Site Reliability Engineer
Job Title: Lead Site Reliability Engineer (SRE) – Observability
Location: Remote Options
About the Role
We are looking for a Lead SRE to design, scale, and operate massive-scale observability systems that keep our global services online and performant. You will join an autonomous team of software engineers focused on solving complex data infrastructure challenges.
Key Responsibilities
- Scale Prometheus metrics infrastructure to handle 100+ million active series.
- Operate large Elasticsearch clusters holding 2000+TB of data.
- Grow high-throughput Kafka data pipelines processing hundreds of thousands of events per second.
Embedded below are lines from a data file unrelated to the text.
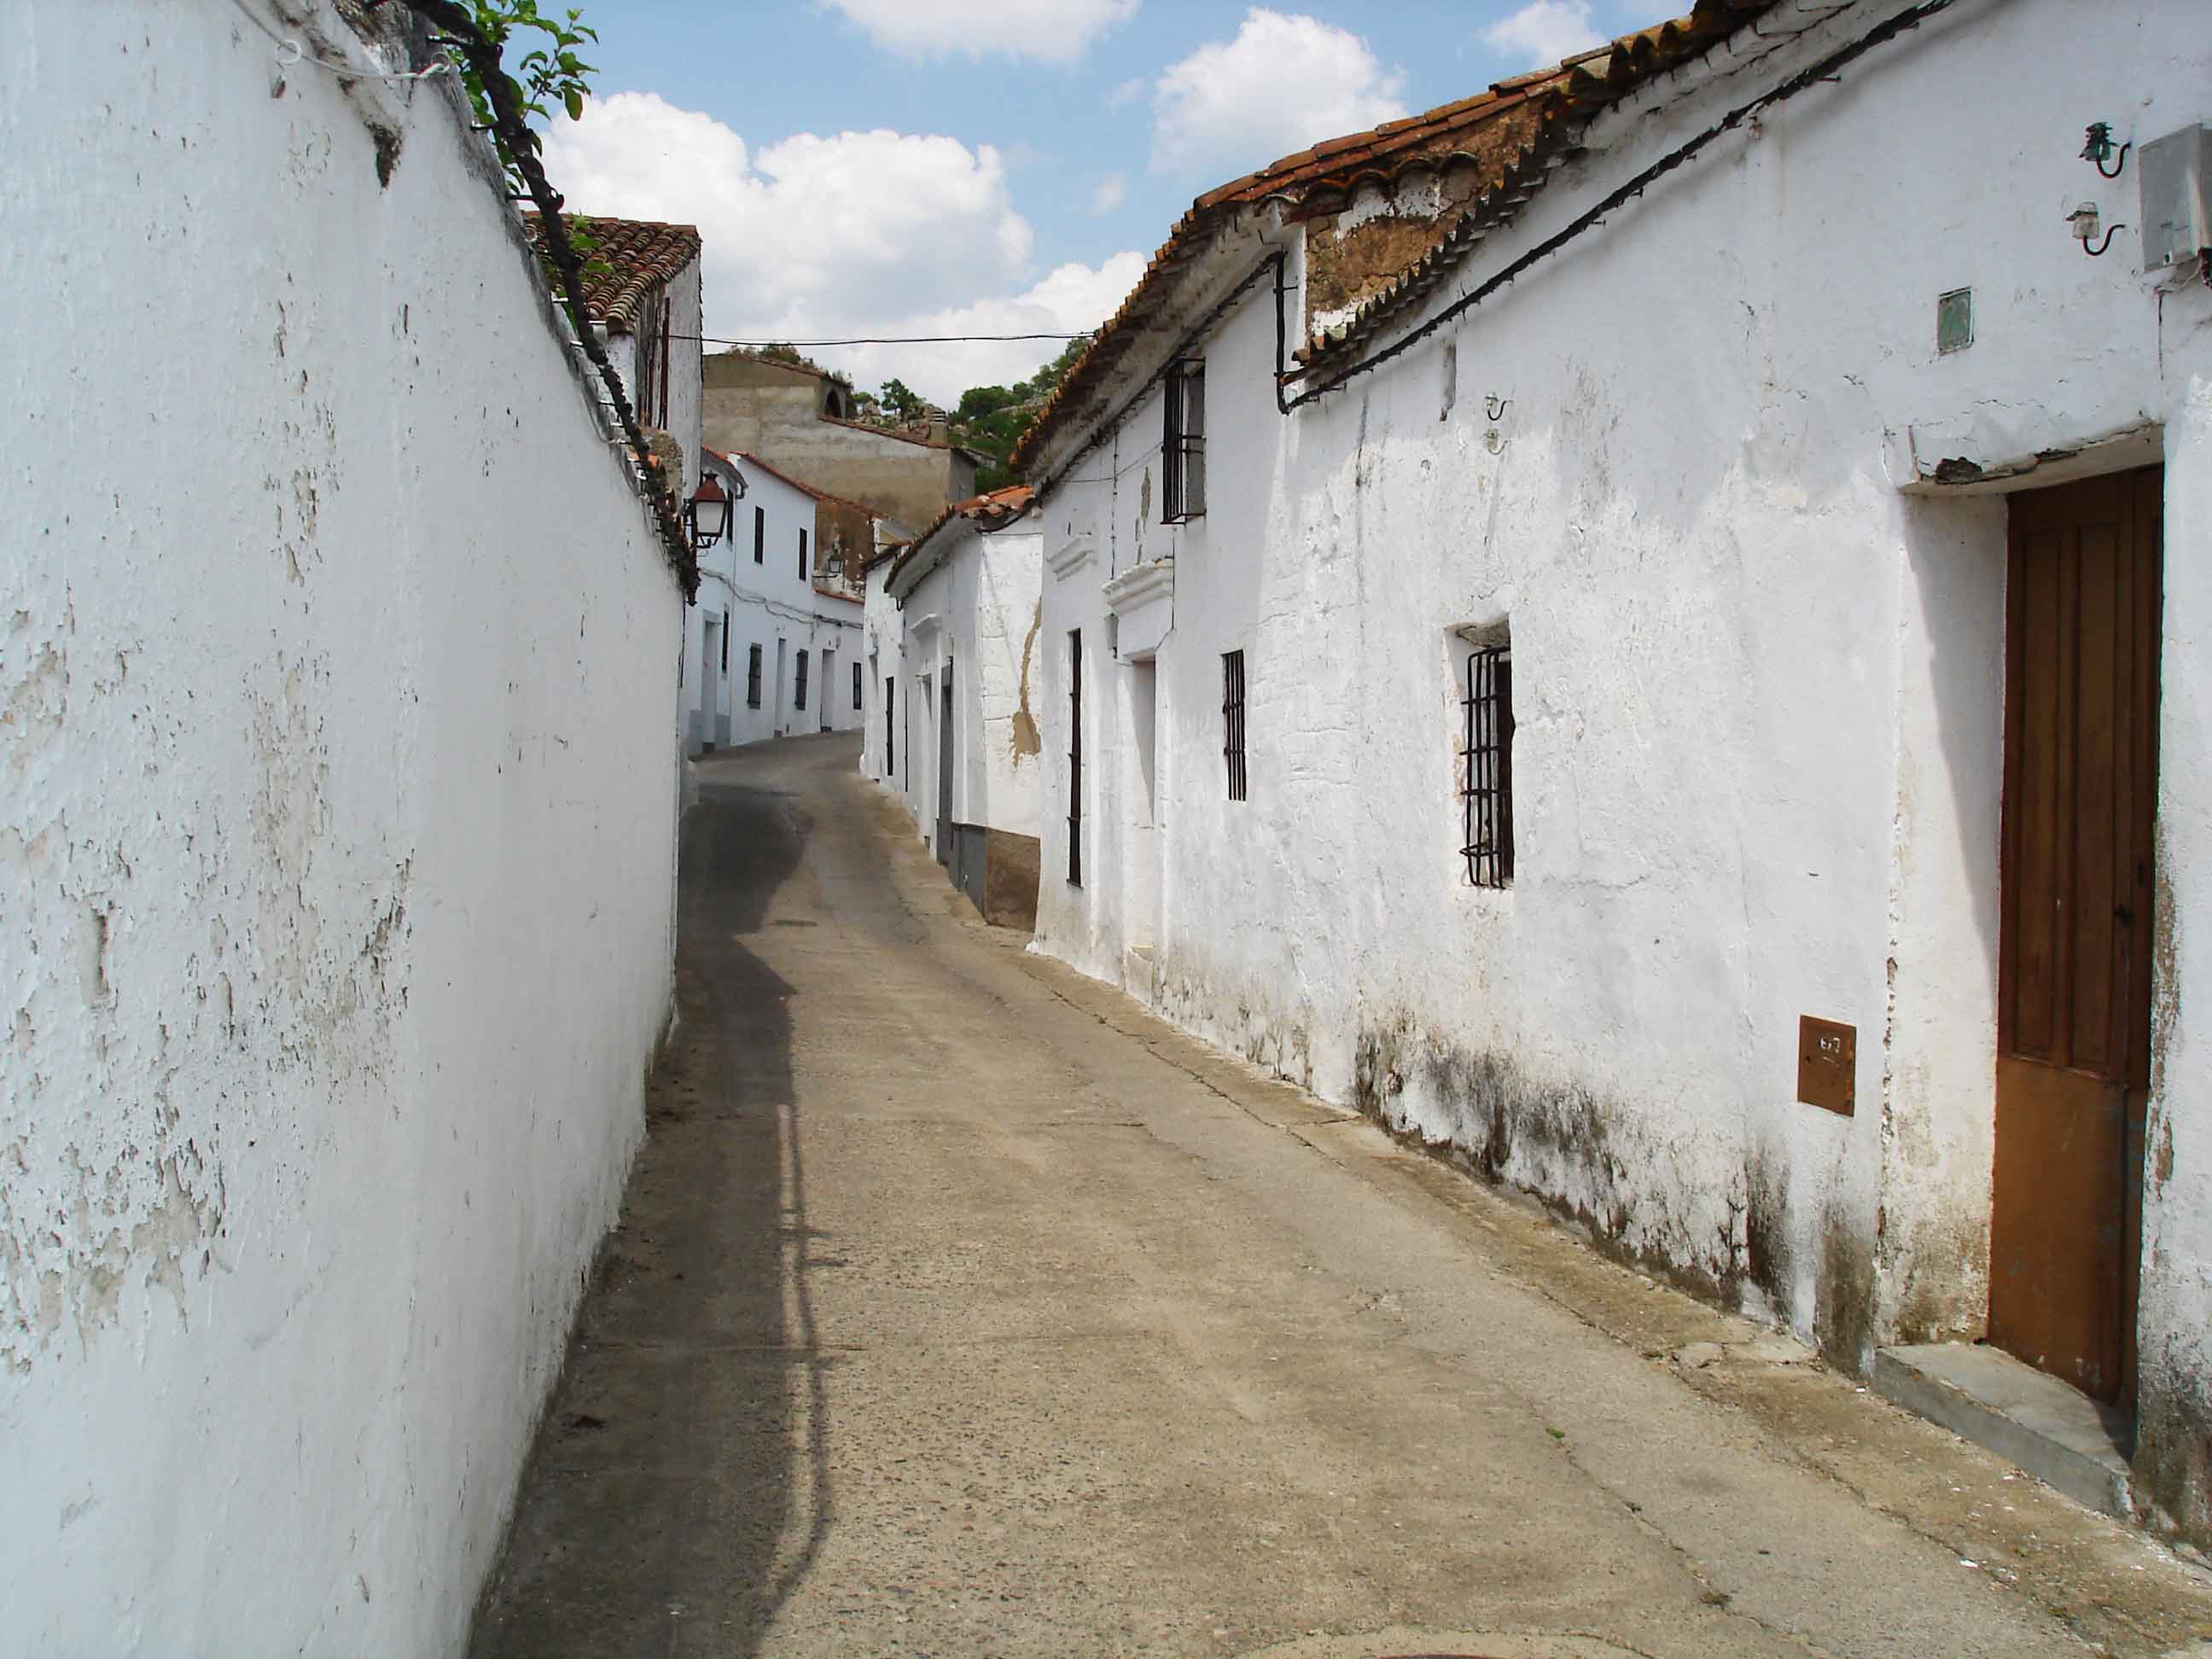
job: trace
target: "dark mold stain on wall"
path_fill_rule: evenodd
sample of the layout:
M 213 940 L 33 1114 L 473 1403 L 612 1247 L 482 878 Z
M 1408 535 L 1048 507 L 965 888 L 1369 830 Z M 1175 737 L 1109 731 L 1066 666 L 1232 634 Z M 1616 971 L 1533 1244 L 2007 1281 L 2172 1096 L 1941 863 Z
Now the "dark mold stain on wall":
M 1441 1140 L 1417 1127 L 1409 1091 L 1443 1116 Z M 1399 1139 L 1528 1193 L 1614 1259 L 1726 1307 L 1745 1308 L 1755 1291 L 1786 1316 L 1809 1266 L 1822 1355 L 1865 1369 L 1879 1327 L 1871 1226 L 1832 1203 L 1817 1227 L 1802 1224 L 1778 1148 L 1754 1140 L 1740 1187 L 1714 1195 L 1727 1218 L 1693 1224 L 1662 1185 L 1667 1148 L 1638 1118 L 1579 1085 L 1540 1083 L 1506 1056 L 1422 1035 L 1407 1018 L 1361 1031 L 1352 1103 Z M 1809 1264 L 1792 1244 L 1808 1233 L 1818 1241 Z

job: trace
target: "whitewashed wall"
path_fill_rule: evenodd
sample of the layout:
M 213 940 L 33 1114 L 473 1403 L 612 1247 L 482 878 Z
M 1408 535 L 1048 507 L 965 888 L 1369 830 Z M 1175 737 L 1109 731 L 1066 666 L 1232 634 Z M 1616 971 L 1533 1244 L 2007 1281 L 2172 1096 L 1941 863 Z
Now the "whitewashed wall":
M 675 579 L 451 93 L 276 58 L 0 8 L 0 1651 L 458 1650 L 668 1011 Z
M 897 689 L 906 684 L 905 623 L 898 601 L 884 585 L 892 562 L 890 558 L 878 559 L 865 576 L 861 649 L 868 667 L 860 720 L 860 772 L 896 792 L 902 788 L 902 775 L 909 762 L 899 728 L 899 722 L 907 718 L 906 697 Z M 886 680 L 890 682 L 889 687 Z
M 1892 9 L 1852 8 L 1785 61 Z M 2142 141 L 2212 119 L 2197 9 L 2136 10 L 2123 27 L 2058 0 L 1963 4 L 1287 421 L 1258 290 L 1206 350 L 1203 523 L 1157 523 L 1157 398 L 1076 469 L 1098 482 L 1046 504 L 1048 560 L 1073 568 L 1045 584 L 1039 926 L 1193 1029 L 1458 1143 L 1845 1363 L 1972 1334 L 2005 515 L 1908 491 L 1911 458 L 1994 466 L 2147 424 L 2076 465 L 2167 468 L 2137 1471 L 2203 1539 L 2212 1129 L 2191 1103 L 2212 1040 L 2189 1011 L 2212 997 L 2212 294 L 2142 275 L 2124 232 L 2085 258 L 2062 216 L 2088 199 L 2139 218 L 2132 170 L 2078 159 L 2084 120 Z M 1670 76 L 1601 122 L 1448 295 L 1747 90 Z M 1976 343 L 1939 356 L 1936 295 L 1968 285 Z M 1125 914 L 1138 671 L 1108 656 L 1099 593 L 1140 537 L 1176 562 L 1149 958 Z M 1501 617 L 1519 865 L 1492 892 L 1455 857 L 1452 630 Z M 1073 627 L 1079 891 L 1057 829 Z M 1218 760 L 1218 653 L 1240 647 L 1241 805 Z M 1857 1026 L 1855 1118 L 1795 1101 L 1800 1013 Z
M 921 696 L 919 677 L 941 672 L 948 658 L 953 665 L 953 821 L 1034 836 L 1042 748 L 1038 523 L 1031 518 L 983 535 L 970 521 L 957 520 L 938 537 L 945 544 L 925 550 L 937 556 L 936 568 L 915 584 L 903 605 L 892 602 L 892 615 L 906 672 L 915 678 L 915 697 Z M 917 635 L 915 624 L 925 618 L 932 624 L 928 633 Z M 881 686 L 877 696 L 880 700 Z M 941 714 L 941 693 L 931 706 Z M 938 850 L 939 757 L 934 744 L 925 745 L 899 787 L 933 851 Z
M 759 743 L 825 726 L 849 732 L 860 720 L 860 711 L 853 707 L 852 665 L 860 647 L 862 607 L 821 592 L 799 570 L 799 533 L 806 532 L 811 550 L 814 497 L 749 464 L 744 456 L 736 459 L 744 475 L 745 497 L 737 503 L 729 537 L 704 556 L 705 579 L 688 622 L 684 697 L 689 754 L 709 743 Z M 720 643 L 726 629 L 726 672 Z M 755 647 L 761 653 L 757 707 L 746 698 Z M 802 651 L 807 653 L 805 708 L 798 707 Z

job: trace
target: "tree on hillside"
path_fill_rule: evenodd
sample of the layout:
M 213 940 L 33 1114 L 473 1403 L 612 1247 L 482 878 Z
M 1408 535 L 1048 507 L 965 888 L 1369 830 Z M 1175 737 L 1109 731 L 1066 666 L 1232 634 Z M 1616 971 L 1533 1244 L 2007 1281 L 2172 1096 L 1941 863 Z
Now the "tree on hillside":
M 1090 343 L 1087 336 L 1070 340 L 1058 356 L 1026 380 L 1012 386 L 972 386 L 960 394 L 951 416 L 952 441 L 982 458 L 984 464 L 975 472 L 979 491 L 1004 489 L 1016 482 L 1007 456 Z

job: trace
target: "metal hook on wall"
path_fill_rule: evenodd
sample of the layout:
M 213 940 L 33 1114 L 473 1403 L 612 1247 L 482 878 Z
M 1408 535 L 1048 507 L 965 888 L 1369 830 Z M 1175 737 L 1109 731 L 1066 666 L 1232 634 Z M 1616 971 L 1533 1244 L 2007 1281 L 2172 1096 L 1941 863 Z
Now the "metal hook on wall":
M 1493 398 L 1488 393 L 1483 396 L 1482 412 L 1493 421 L 1504 420 L 1505 411 L 1512 407 L 1513 399 L 1510 398 Z

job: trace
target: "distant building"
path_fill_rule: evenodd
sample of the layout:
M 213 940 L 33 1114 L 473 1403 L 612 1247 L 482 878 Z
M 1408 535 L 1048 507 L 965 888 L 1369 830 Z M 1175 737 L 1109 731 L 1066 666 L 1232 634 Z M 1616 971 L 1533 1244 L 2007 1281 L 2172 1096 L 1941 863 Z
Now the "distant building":
M 684 635 L 684 752 L 852 730 L 861 707 L 860 572 L 907 532 L 757 455 L 709 449 L 701 459 L 699 521 L 722 533 L 700 550 L 699 603 Z
M 1001 489 L 949 507 L 870 568 L 860 757 L 983 919 L 1024 931 L 1036 925 L 1042 748 L 1032 498 Z
M 701 477 L 699 233 L 690 225 L 596 214 L 588 222 L 584 304 L 592 331 L 647 436 L 665 432 L 672 441 L 664 459 L 684 469 L 676 495 L 688 501 Z M 537 216 L 525 215 L 523 223 L 542 255 Z
M 896 432 L 857 423 L 852 384 L 827 369 L 747 351 L 705 362 L 705 437 L 809 487 L 902 524 L 924 525 L 975 493 L 978 458 L 942 422 Z

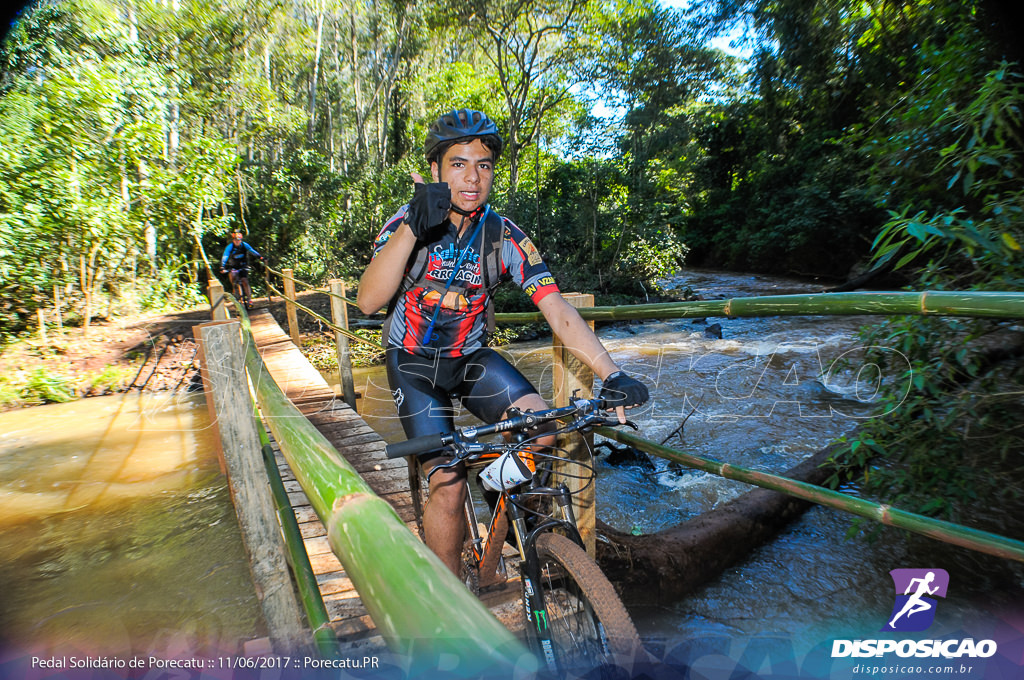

- Build custom alerting workflows and self-service APIs for internal engineering teams.
- Provision cloud and private infrastructure using Terraform.
Requirements
- 5+ years operating mid-to-large distributed systems on Linux VMs or bare-metal machines.
- 2+ years developing in Go, Python, Ruby, Scala, or Bash.
- Hands-on experience with Prometheus/Thanos/Cortex, Kafka, the ELK stack, Ansible, or Consul.
- Comfortable diving into unfamiliar codebases and participating in an on-call rotation.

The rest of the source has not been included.